Ces objectifs chiffrés et mesurables, souligne M. Benmoussa, permettront l’élargissement progressif de l’enseignement de la langue amazighe en vue de parvenir à sa généralisation à tous les établissements du primaire lors de la rentrée 2029-2030. 

L’Algérie amorce, le Maroc concrétise

Pour ce militant de l’association culturelle berbère de Nantes, cet engagement des pouvoirs publics marocains illustre « une volonté politique de construire la nation autour des référents symboliques, culturels et même sociétaux qui ont longtemps été refoulés et même souvent combattus par les courants nationalistes nord-africains, largement dominés par le panarabisme au cours de la deuxième moitié du vingtième siècle. » Il ajoute que, pour l’instant, « c’est le pouvoir algérien qui semble le plus réfractaire à cet élan. »

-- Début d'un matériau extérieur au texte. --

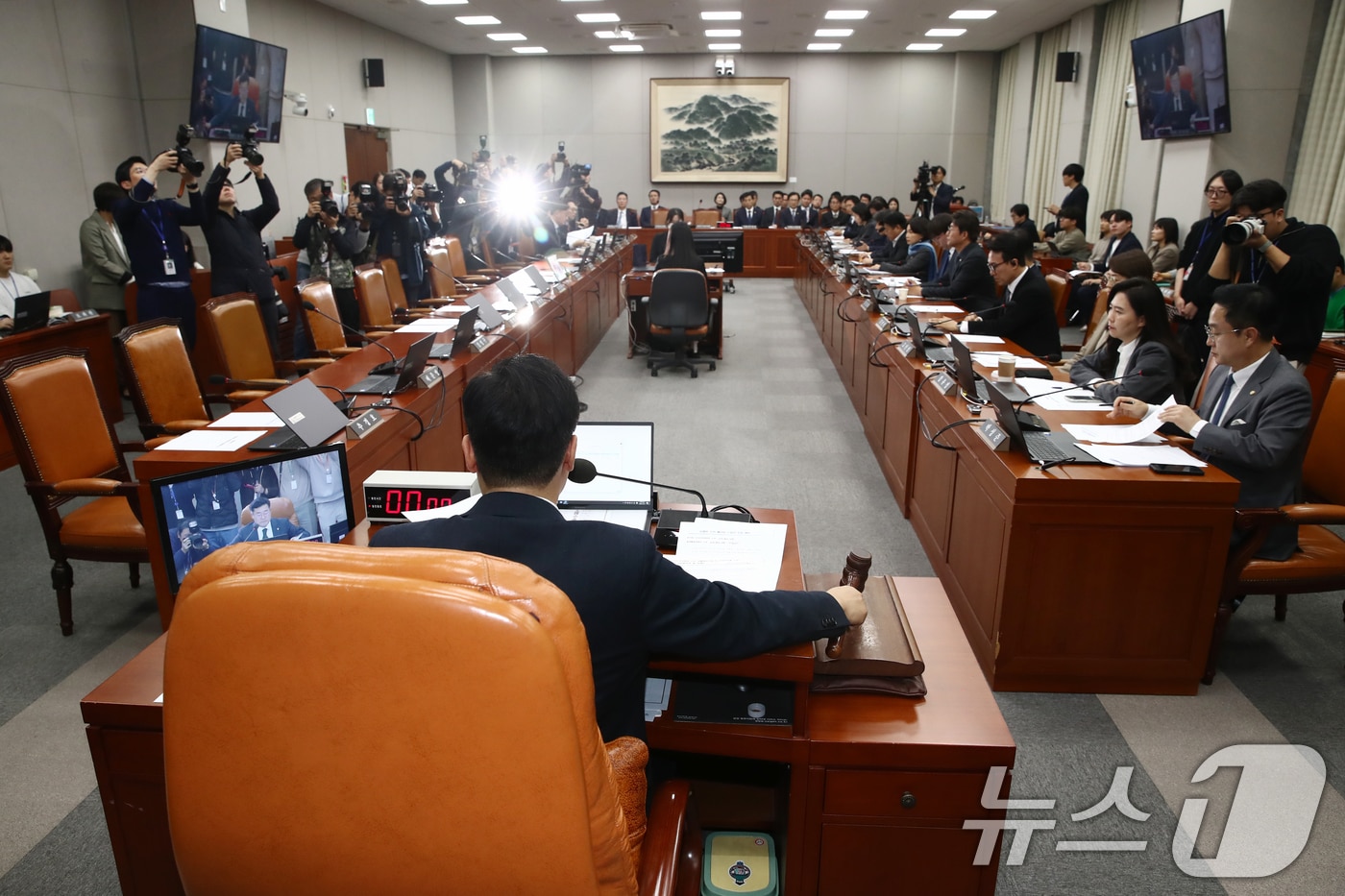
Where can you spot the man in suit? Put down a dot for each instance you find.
(746, 215)
(107, 267)
(1028, 315)
(648, 211)
(262, 527)
(1255, 412)
(966, 278)
(632, 600)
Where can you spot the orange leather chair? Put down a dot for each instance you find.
(1320, 563)
(428, 728)
(67, 449)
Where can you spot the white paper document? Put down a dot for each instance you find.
(1122, 435)
(212, 440)
(743, 554)
(1143, 455)
(248, 420)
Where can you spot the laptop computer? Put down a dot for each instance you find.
(409, 369)
(31, 312)
(1042, 447)
(463, 335)
(308, 419)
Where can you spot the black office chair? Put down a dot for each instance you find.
(679, 315)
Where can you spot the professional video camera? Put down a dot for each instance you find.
(249, 145)
(184, 157)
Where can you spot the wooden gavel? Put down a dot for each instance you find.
(856, 573)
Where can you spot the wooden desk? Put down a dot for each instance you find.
(843, 768)
(90, 335)
(638, 284)
(1078, 579)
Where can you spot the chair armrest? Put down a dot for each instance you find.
(672, 844)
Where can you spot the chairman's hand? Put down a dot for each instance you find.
(851, 603)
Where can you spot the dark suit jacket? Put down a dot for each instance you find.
(1029, 318)
(1261, 440)
(632, 600)
(966, 280)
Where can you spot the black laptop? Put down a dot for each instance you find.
(306, 415)
(406, 373)
(31, 312)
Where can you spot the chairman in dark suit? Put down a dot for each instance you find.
(1254, 415)
(966, 278)
(632, 600)
(1028, 315)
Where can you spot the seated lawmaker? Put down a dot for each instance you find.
(1255, 410)
(632, 600)
(1140, 348)
(1028, 315)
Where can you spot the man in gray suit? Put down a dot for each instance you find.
(1255, 410)
(105, 262)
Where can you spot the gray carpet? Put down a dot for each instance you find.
(772, 426)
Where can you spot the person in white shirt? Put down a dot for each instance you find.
(11, 285)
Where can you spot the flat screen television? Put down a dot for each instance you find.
(208, 509)
(235, 83)
(1181, 80)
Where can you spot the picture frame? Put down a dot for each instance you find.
(719, 130)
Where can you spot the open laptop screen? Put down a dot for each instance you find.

On observe qu’en Algérie, les militants de la cause amazighe ne manquent pas de comparer sur la toile l’évolution de l’essor de l’enseignement de la langue amazighe chez leurs voisins de l’ouest avec le recul constaté chez eux depuis maintenant plusieurs années. Un recul qui s’accompagne d’une forme de surveillance administrative et policière qui impacte l’ensemble du champ amazighe dans un pays qui était naguère aux avant-postes de la production culturelle dans ce domaine. Pour rappel, la langue amazighe est constitutionnellement consacrée langue nationale et officielle depuis 2016 en Algérie et depuis 2019 au Maroc. Yennayer, le nouvel an amazighe est chômé et payé depuis 2018 en Algérie et depuis 2023 au Maroc.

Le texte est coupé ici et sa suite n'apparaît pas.